Monday, January 15, 2018

SO I GUESS ORDINARY BLACK PEOPLE QUALIFY FOR MAINSTREAM-MEDIA INTERVIEWS ONE DAY A YEAR

Whenever it's a slow news day, you can count on some mainstream-media outlet to run a story by a reporter who's ventured into a rural diner in a Trump state to find -- surprise! -- that blue-collar white Trump voters still love Trump. Whenever it's not a slow news day, especially if the big news item is Trump saying or doing something offensive, you can count on a mainstream reporter following up on the story by traveling to yet another diner, where more rural whites will confirm that Trump's latest outrage doesn't shake their faith in him, because they like the fact that he's not "politically correct."

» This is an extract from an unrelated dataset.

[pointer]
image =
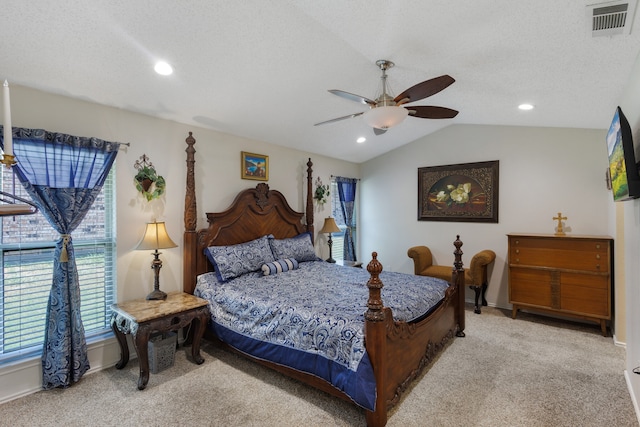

So it's a surprise that Sabrina Tavernise actually interviewed some black people for a story that appears in The New York Times today. Of course, it's Martin Luther King Day -- a good day, unfortunately, for tokenism.

Tavernise's interviews were conducted at churches. I'd like to believe that this wasn't because she was afraid to go to any other place black people gather.

Tavernise focuses on one point made by her interviewees -- that they believe America is backsliding dangerously.
... after a disheartening week and an even more disheartening year, black Americans interviewed on Sunday said they were struggling to comprehend what was happening in a country that so recently had an African-American president.
But it's important to notice that the interviewees also said that they believe recent events reflect a past that never really went away.
“Donald Trump is America’s id,” said Pastor [William] Lamar [of Washington], whose 180-year-old church is five blocks from the White House. “He is as American as baseball and apple pie.”

... “I don’t know that he’s listening, and I don’t know that it matters,” [Reverend] Dr. [Raphael] Warnock [of Atlanta] said in an interview. “Even if Trump were to leave tomorrow, we still have to deal with the large segment of white evangelicals who voted for Trump. My battle is not so much with Trump as it is with Trumpism.”

[Sterling] Tucker [a 94-year-old Washington civil rights activist] said that perhaps the progress the civil rights movement had fought for had missed parts of the country. Maybe black progress had engendered more resistance than he had understood.

“We moved beyond a point, but we didn’t carry the country with us,” he said. Today he hears white people complain that their problems have been forgotten as political leaders focus on black misery. “White people are saying that what has happened is you took equality from some white people and gave it to black people,” he said. “That’s where we are right now, I think.”

... Thabiti Anyabwile, pastor of Anacostia River Church in Washington ... noted that today’s problems were rooted early in the nation’s history, and observed that in contrast to Germany after the Holocaust, the American South has not been forced to fully confront the legacy of slavery and the Civil War.

“Corners of the country could put their hands in their pockets, whistle and quietly shuffle off, as if the history was never theirs,” he said.

But that history can rear its head. “We are in the grips of the revenge of an American conscience that’s never repented of its racist history,” he said. “Things that were left smoldering, embers have caught a bit of wind from our current president, and from time to time we are seeing flashes of fire.”
It would be nice if the mainstream media would interview non-white Americans more than once a year. They're "real Americans," too. We need to know that Trump opponents worry not just about Trump, but about many of the voters who are interviewed week after week in all those rural diners.